Restammo zitte. Passarono i secondi, i minuti, le ore. Passarono i giorni, e nessuna di noi due si decise a parlare. Finché il telefono non squillò…

«Pronto… si, è qui con me…»


Io e mia sorella Lucia. Non saprei dire da quanto ci prendiamo cura una dell’altra. Ma è così, da quando ci fu l’incidente. Eppur io e Lucia siamo sempre state così diverse una dall’altra. Lei ha sempre avuto quella voglia di sognare che io non posseggo, quella voglia di viaggiare e di vedere, di dipingere e di parlare. Io sono l’opposto. Ed in fondo c’è solo una cosa che ci accomuna davvero: la musica. Lucia predilige la classica, io il soul, ma capita a volte che rimaniamo in casa, sveglie, tutta la notte, e su un delicato tappeto musicale (non importa di che musica si tratti) ci sdraiamo, e guardiamo il soffitto, persa ognuna nel proprio mondo. Ed è così, fino all’alba. Io e Lucia ci odiamo cordialmente.

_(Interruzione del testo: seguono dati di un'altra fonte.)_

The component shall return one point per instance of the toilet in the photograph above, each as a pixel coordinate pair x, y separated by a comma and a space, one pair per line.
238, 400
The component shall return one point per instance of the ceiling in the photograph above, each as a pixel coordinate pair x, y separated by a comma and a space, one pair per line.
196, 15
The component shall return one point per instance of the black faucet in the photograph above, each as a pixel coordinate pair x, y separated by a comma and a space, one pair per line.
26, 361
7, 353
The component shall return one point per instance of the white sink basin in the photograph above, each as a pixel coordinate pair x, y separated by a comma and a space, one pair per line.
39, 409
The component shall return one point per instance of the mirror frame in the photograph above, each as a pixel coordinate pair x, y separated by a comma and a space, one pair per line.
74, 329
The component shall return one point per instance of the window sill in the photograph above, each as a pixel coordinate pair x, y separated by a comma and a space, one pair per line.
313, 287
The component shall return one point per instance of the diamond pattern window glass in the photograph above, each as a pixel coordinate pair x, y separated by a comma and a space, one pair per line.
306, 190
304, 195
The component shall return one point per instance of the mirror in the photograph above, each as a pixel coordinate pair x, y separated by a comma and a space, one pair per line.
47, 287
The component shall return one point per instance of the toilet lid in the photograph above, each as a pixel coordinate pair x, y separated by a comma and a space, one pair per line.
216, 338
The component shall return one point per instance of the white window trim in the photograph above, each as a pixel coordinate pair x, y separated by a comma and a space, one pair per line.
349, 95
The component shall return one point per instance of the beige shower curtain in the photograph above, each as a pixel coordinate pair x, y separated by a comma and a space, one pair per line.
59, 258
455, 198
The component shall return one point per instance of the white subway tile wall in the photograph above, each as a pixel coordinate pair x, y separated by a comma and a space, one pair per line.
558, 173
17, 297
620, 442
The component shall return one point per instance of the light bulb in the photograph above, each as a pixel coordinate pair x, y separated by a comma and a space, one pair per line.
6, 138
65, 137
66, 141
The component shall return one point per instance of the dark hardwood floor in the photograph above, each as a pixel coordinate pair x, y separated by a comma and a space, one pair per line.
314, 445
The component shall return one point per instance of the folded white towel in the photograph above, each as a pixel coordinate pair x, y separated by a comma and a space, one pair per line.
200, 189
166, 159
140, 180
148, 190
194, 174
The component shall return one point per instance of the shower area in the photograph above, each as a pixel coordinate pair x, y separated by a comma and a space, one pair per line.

La casa ci è stata lasciata dai nostri genitori. Non avevamo mai avuto modo di parlare quand’erano ancora in vita. Invece adesso mi sento più propensa a raccontargli tutto, quando arrivo d’avanti alle loro lapidi. Sono divenuti miei silenziosi confidenti, delizia per le orecchie e le labbra, che si schiudono velocemente raccontando le più intime fantasie. Lucia invece preferisce riempire quaderni carichi di fogli e parole inutili: quando glie ne strappai uno di mano, la prima volta, mi prese un colpo: “La odio, la odio… odio Laura…”, c’era scritto. Forse ne avrei dovuto solo sorridere, anch’io provavo la medesima cosa, verso di lei e soprattutto verso me stessa, ma in quel momento fui colta solo dall’ira, e la schiaffeggia in pieno viso. Ho ancora la mano tutta indolenzita. Quella sera andò via piangendo.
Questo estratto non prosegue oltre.